SHARMINI PERIES: Now, Rob, yourself and many other progressive and liberal economists we have on The Real News often say this kind of spending, stimulating the economy, investing in infrastructure are all good things. However, we know that there’s a big deficit attached to this kind of spending as well. Would you stick to that argument now as someone who’s advocated for spending and deficit spending in the past?
ROB JOHNSON: Our recent history has been one of deficient aggregate demand. That’s led to slackness in the labor market, downward pressure on wages, and so forth.
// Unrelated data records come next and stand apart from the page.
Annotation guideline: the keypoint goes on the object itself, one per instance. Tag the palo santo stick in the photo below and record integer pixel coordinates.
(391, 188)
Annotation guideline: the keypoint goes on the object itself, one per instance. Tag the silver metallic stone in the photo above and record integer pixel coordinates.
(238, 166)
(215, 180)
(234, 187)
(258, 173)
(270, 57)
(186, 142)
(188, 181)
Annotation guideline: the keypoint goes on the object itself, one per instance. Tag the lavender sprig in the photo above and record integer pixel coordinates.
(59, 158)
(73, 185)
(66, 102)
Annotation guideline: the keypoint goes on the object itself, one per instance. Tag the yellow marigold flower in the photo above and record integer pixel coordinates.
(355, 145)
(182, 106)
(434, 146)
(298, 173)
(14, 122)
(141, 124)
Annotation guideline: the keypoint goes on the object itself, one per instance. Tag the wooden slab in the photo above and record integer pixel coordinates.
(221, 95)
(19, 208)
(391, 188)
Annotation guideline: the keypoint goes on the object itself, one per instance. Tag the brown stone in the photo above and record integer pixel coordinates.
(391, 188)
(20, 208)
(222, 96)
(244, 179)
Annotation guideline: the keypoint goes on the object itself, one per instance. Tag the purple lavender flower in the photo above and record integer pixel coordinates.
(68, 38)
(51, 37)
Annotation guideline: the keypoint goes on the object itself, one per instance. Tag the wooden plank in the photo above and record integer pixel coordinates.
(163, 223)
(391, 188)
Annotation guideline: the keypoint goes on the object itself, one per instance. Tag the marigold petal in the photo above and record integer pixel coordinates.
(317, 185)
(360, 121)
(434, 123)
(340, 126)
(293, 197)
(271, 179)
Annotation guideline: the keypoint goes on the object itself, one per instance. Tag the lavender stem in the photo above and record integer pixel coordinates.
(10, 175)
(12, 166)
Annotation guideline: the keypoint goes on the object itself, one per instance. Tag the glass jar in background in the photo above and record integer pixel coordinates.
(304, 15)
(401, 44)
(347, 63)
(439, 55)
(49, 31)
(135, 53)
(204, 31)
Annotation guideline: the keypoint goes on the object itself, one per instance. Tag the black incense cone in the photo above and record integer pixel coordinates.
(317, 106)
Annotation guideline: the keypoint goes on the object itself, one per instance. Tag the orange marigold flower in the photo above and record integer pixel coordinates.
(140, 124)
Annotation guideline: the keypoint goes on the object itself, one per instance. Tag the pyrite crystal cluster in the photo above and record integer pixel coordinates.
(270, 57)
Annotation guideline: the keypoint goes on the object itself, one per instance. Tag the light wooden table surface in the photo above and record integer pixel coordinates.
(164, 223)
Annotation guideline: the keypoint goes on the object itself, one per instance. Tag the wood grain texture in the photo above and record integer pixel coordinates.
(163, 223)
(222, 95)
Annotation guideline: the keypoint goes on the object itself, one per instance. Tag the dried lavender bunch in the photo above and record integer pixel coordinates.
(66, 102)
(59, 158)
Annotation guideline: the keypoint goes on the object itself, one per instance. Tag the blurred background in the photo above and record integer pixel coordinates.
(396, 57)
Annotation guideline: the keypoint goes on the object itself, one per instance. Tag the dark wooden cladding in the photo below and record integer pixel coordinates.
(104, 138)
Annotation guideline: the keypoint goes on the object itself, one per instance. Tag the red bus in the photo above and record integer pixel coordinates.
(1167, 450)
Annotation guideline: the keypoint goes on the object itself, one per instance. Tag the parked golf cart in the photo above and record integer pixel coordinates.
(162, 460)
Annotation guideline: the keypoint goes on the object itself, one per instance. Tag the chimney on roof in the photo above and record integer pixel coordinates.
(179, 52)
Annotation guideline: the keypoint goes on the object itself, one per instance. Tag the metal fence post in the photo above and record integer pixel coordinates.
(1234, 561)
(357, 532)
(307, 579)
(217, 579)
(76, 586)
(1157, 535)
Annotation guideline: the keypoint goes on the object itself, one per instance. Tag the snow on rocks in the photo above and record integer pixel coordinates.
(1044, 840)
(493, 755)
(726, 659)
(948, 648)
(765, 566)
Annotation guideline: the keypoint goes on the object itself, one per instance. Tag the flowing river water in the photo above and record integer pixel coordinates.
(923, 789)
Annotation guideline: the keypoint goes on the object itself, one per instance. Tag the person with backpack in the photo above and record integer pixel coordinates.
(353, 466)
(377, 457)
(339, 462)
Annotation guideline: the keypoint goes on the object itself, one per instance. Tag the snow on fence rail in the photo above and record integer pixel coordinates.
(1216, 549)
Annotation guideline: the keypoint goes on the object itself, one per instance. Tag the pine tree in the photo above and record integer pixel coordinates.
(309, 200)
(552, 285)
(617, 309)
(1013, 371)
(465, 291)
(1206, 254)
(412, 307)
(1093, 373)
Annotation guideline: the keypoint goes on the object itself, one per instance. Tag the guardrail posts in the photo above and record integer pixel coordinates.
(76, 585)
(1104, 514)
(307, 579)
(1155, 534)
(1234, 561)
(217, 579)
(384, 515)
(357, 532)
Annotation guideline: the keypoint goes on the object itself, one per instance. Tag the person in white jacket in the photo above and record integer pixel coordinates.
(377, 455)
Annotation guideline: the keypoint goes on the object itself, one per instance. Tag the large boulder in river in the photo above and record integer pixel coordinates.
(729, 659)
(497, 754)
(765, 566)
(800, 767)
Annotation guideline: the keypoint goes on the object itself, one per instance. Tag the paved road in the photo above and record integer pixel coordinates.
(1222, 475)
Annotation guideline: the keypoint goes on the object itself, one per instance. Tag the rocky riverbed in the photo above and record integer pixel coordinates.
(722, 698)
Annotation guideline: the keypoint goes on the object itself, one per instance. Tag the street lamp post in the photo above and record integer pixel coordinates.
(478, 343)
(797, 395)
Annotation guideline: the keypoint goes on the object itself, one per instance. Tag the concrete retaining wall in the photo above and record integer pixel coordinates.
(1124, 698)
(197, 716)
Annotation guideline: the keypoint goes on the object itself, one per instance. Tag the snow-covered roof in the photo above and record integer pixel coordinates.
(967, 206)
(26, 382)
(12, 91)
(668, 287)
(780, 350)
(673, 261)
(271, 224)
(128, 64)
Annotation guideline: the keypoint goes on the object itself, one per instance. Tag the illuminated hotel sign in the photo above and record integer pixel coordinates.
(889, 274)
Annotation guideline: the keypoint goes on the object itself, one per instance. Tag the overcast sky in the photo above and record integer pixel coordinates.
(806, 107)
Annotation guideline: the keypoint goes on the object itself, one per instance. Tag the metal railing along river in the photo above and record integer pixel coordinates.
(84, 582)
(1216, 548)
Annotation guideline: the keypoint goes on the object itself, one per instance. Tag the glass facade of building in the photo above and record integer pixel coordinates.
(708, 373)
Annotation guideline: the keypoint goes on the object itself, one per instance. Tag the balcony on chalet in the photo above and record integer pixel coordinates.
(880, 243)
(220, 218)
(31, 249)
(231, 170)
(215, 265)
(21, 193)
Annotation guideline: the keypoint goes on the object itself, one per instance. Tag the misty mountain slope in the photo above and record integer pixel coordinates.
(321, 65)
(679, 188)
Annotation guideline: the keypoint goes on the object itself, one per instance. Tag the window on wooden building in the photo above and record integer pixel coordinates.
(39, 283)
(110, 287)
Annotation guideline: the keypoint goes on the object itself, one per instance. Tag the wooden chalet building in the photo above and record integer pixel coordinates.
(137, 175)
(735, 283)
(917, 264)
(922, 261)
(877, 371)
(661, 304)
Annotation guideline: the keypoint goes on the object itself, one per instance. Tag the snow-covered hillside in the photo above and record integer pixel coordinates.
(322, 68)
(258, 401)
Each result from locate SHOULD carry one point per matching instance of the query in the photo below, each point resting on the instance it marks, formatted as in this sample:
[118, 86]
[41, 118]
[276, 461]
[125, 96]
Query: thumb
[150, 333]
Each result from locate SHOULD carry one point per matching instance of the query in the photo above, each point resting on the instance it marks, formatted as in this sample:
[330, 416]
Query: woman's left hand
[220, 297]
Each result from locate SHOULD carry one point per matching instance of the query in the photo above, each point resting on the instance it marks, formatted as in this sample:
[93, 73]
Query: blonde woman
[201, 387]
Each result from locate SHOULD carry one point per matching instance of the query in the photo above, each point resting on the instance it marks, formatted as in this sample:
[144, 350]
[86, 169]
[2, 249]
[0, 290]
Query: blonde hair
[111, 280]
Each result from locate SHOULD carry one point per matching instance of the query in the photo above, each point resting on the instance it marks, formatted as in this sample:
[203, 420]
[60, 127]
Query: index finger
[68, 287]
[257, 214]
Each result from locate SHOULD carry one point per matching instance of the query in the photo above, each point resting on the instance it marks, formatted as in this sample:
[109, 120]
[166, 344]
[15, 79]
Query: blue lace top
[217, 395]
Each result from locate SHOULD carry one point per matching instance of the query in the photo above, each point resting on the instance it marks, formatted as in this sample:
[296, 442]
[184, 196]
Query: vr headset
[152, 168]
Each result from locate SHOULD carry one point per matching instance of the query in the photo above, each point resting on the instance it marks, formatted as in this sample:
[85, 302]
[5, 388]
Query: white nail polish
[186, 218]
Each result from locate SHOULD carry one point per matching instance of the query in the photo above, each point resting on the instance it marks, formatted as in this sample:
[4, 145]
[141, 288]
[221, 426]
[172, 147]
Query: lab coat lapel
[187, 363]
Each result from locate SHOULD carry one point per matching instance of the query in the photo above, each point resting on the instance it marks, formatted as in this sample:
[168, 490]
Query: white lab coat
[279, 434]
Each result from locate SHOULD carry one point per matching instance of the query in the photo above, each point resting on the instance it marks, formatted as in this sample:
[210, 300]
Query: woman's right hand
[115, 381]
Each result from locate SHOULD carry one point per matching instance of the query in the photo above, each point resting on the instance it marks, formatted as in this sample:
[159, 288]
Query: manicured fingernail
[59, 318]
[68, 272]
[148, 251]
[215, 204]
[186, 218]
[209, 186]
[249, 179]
In the macroeconomic sense, something that stimulates aggregate demand can contribute to the good, and some of these policies, not so much the privatization, but the tax plan probably qualifies.
The question that you can ask is, is that the best and most stimulative tax plan we could have had, and is the distribution of the benefits going to the already powerful and already wealthy or is it going to the people who have been suffering? I think the tax plan as it sits will have a positive impact, but I don’t think it’s as positive an impact as we could have had if it was more designed with progressive and public goods in mind.
SHARMINI PERIES: Finally, what effect will this requirement for states and cities to contribute their lion’s share of investment for infrastructure have in terms of geographic inequality in the U.S.? In other words, will larger cities and states, I guess richer states, have greater capacity to do that compared to ones that are not so rich, like Detroit as an example?
ROB JOHNSON: I would say it will exacerbate that inequality. Wealthy places like New York and San Francisco can afford services, and because you’re talking about public-private partnerships, the private sector entities are going to be more enthusiastic about providing these services in affluent areas where people can afford to pay them more.
On the other hand, though, and you have a yin and yang here, wealthy people sometimes don’t like to pay taxes. They understand, because they earn a disproportionate amount of the income and the wealth, that they don’t want the infrastructure. They don’t need it. They live in gated communities. They have private transportation, private communications, and so forth, so they won’t [inaudible 00:10:27] public schools they don’t rely on as much as private schools. You get to a place where these people say, “We don’t want to spend on that,” and they use their financial power to influence politicians to vote it down.
I don’t know which will prevail in different places, but an infrastructure plan that isn’t uniform across the nation, and meeting the needs of a vast majority of people, is probably going to exacerbate the inequality.
SHARMINI PERIES: All right, Rob. As always, very good to have you on The Real News Network, and looking forward to having you back very soon.
ROB JOHNSON: Thanks very much, and I would say remain hopeful.
SHARMINI PERIES: Thank you for joining us here on The Real News Network.